Bronz madalya maçını kazandıktan sonra zaferi salonda bulunan babası Şakir Başar’a armağan eden ulusal güreşçi, “Ben çocukken başladım spora. Benim birinci antrenörüm babam diyebilirim. Hakikaten biz çok yol kat ettik, çok gayret sarf ettik. Bir arada başardığımız, yenildiğimiz vakit… Her şeye birlikte ortak olduğumuz için babamın da burada olması, tribünde onun varlığını bilmem nitekim beni çok keyifli ve onore etti. Alışılmış ki altın madalya alıp o denli armağan etmek isterdim ancak üçüncülük madalyasını da ‘Baba’ diye bağırarak babama armağan ettim.Tabii ki bu muvaffakiyetlerin baş mimarı babam kadar annem de var burada. Annemin de büyük bir rolü var. Buradan anneme de çok teşekkür ediyorum. Her ne kadar baba diye bağırsam da kalbim her vakit anne diye bağırıyor” biçiminde konuştu.

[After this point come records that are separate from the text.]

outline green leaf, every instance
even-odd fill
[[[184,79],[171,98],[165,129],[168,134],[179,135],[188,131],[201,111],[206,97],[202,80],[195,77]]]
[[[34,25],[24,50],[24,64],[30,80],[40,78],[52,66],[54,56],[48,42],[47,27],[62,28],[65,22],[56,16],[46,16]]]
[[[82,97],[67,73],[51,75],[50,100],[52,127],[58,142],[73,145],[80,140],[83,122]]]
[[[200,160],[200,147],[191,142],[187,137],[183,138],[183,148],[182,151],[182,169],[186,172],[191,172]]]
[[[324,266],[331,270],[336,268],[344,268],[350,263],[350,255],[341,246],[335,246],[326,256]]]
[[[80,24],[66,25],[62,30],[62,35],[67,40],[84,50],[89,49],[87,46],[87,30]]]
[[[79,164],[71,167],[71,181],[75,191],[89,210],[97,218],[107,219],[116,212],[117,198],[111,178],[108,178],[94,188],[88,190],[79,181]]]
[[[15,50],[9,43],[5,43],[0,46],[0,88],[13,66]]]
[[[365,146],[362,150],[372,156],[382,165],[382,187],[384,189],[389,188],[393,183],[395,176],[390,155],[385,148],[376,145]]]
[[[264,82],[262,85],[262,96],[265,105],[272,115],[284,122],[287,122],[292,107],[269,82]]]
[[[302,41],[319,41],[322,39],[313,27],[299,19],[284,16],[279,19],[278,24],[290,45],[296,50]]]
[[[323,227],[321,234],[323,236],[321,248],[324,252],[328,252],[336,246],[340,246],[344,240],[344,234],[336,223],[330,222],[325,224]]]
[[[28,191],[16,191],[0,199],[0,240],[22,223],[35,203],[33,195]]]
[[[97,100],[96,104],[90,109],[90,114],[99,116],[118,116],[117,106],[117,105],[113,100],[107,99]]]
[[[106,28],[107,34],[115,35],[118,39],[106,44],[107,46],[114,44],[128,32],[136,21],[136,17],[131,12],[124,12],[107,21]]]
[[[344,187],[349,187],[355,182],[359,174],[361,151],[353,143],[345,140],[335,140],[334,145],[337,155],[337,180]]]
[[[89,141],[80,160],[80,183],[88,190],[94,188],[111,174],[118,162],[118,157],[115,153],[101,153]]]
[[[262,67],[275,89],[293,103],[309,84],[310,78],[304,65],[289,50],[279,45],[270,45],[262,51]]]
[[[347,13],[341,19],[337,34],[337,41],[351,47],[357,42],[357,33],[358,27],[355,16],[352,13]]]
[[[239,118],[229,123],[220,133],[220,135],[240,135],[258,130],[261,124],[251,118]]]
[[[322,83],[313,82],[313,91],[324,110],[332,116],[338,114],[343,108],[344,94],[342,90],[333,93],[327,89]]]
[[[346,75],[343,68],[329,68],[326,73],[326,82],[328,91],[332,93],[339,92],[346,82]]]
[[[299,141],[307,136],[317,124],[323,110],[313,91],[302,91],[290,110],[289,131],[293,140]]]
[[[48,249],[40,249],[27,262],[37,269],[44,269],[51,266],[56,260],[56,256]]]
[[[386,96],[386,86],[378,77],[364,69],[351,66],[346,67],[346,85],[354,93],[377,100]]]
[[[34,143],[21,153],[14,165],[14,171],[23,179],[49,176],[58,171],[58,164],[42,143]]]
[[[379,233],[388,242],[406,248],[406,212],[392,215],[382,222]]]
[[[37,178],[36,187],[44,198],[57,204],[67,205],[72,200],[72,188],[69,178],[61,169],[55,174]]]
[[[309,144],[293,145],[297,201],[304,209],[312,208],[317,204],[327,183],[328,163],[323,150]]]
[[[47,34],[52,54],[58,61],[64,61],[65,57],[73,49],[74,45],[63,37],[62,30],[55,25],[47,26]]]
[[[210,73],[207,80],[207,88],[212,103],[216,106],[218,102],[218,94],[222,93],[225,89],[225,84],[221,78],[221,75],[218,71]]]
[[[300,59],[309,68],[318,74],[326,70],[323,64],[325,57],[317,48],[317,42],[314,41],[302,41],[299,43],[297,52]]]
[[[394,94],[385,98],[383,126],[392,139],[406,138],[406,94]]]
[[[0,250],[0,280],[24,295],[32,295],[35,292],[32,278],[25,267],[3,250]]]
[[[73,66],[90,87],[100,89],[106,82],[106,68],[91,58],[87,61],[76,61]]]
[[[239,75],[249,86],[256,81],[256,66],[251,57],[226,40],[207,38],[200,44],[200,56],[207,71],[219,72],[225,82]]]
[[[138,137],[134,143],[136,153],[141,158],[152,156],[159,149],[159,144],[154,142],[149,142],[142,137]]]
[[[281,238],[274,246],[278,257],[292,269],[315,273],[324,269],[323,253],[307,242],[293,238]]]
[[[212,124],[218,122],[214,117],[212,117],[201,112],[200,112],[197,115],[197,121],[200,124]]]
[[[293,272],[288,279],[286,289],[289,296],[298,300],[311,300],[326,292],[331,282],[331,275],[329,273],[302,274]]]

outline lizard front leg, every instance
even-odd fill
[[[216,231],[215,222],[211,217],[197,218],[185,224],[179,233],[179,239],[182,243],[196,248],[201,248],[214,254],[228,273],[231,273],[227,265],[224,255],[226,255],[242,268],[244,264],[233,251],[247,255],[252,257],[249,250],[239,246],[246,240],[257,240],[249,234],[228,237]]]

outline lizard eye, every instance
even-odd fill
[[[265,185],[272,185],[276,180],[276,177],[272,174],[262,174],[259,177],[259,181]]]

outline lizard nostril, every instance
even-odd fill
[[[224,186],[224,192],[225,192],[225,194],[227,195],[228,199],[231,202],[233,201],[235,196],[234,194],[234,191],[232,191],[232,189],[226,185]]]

Güreşe başlama kıssasını de anlatan başarılı güreşçi, “Güreşe başlamamı babam anlatsa daha hoş olur fakat şöyle diyebilirim; anne karnında karar verilmiş üzere bir şey. Zira güreş sporu Başar ailesinde dedelerden, amcalardan geldiği için Hakkı Başar, Zafer Başar amcamdan, oradan Metehan Başar ağabeyimden bize gerçek, yeni nesle hakikat aktarıldığı için jenerasyondan jenerasyona gidiyor. Hepimizin içerisinde bu türlü bir sevgi var” dedi.
Şakir Başar: “Yunus, 77 kiloda dünyanın en güzellerinden biri”
Babası Şakir Başar da Yunus Emre’nin çok küçük yaşta güreşe başladığını söz ederek, “Gerçekten çok küçük yaşta başladı. Güreş aileden geldiği için bu spora devam etmek istedik. Kardeşim Zafer Başar da güreşçiydi, sakatlık geçirdi. O bizim içimizde biraz ukde bıraktı. Nitekim uzun süreçli bir çalışmanın eseri. Büyüklerde iki yıldır üst üste final yaptık. Buraya da düzgün hazırlandık fakat kimi sakatlıklar yaşadı Yunus. Hakikaten çok güç kurallarda çıktı diyebilirim, hem ayağından hem de elinden. Sonuçta üçüncülük yeterli derece. Şampiyonluk küçük nüanslarla gitti. Yunus’un da bahsettiği üzere önümüzdeki yıllarda bunu telafi edecek, 77 kiloda dünyanın en güzellerinden biri. Önümüzdeki sene olimpiyat vizesi alıp, Fransa’da yapılacak olimpiyata katılacağını umut ediyoruz ve çalışmalarımızı o istikamette devam ettireceğiz. Çok disiplinli çalışıyor” diyerek kelamlarını tamamladı.